I am trying to implement a Nearest neighbour search for Lat and Lon data. Here is the Data.txt
61.3000183105 -21.2500038147 0
62.299987793 -23.750005722 1
66.3000488281 -28.7500038147 2
40.8000183105 -18.250005722 3
71.8000183105 -35.7500038147 3
39.3000183105 -19.7500019073 4
39.8000183105 -20.7500038147 5
41.3000183105 -20.7500038147 6
The problem is, when I want to do the nearest neighbour for each of the Lat and Lon on the data set, it is searching it self. e.g Nearest Neighbour of (-21.2500038147,61.3000183105) will be (-21.2500038147,61.3000183105) and the resulting distance will be 0.0. I am trying to avoid this but with no luck. I tried doing if not (array_equal) but still...
Below is my python code
import numpy as np
from numpy import *
import decimal
from scipy import spatial
from scipy.spatial import KDTree
from math import radians,cos,sin,sqrt,exp
Lat =[]
Lon =[]
Day =[]
nja = []
Data = np.loadtxt('Data.txt',delimiter=" ")
for i in range(0,len(Data)):
Lon.append(Data[i][:][0])
Lat.append(Data[i][:][1])
Day.append(Data[i][:][2])
tree =spatial.KDTree(zip(Lon,Lat) )
print "Lon :",len(Lon)
print "Tree :",len(tree.data)
for i in range(0,len(tree.data)):
pts = np.array([tree.data[i][0],tree.data[i][1]])
nja.append(pts)
for i in range(0, len(nja)):
if not (np.array_equal(nja,tree.data)):
nearest = tree.query(pts,k=1,distance_upper_bound =9)
print nearest
For each point P[i] in your data set, you're asking "Which is the point nearest to P[i] in my data set?" and you get the answer "It is P[i]".
If you ask a different question, "Which are the TWO points nearest to P[i]?", i.e., tree.query(pts,k=2) (the difference with your code being s/k=1/k=2/)
you will get P[i] and also a P[j], the second nearest point, that is the result you want.
Side note:
I'd recommend that you project your data before building the tree, cause in your range of latitudes there is a large fluctuation in what is meant by a 1 degree distance in longitude.

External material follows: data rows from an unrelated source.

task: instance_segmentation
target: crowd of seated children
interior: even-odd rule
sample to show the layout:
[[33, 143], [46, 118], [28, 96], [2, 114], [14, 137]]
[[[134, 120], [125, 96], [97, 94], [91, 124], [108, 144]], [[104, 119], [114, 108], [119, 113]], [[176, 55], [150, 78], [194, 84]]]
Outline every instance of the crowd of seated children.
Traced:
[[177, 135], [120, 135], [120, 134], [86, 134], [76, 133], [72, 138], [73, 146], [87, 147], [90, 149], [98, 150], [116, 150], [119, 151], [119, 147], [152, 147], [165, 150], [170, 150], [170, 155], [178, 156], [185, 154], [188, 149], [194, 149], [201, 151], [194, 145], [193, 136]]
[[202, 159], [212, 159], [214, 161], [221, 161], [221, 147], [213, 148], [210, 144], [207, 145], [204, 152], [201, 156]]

How'bout a low-tech solution? If you have a large number of points (say 10000 or more), this is no more reasonable, but for a smaller number this brute force solution might be useful:
import numpy as np
dist = (Lat[:,None]-Lat[None,:])**2 + (Lon[:,None]-Lon[None,:])**2
Now you have an NxN array (N is the number of points) with distances (or squares of distances, to be more precise) between all point pairs. Finding the shortest distance for each point is then a matter of finding the smallest value on each row. To exclude the point itself you may set the diagonal to NaN and use nanargmax:
np.fill_diagonal(dist, np.nan)
closest = np.nanargmin(dist, axis=1)
This approach is very simple and guaranteed to find the closest points, but has two significant downsides:
It is O(n^2), and at 10000 points it takes around one second
Ot consumes a lot of memory (800 MB for the above mentioned case)
The latter problem can of course be avoided by doing this piecewise, but the first problem excludes large point sets.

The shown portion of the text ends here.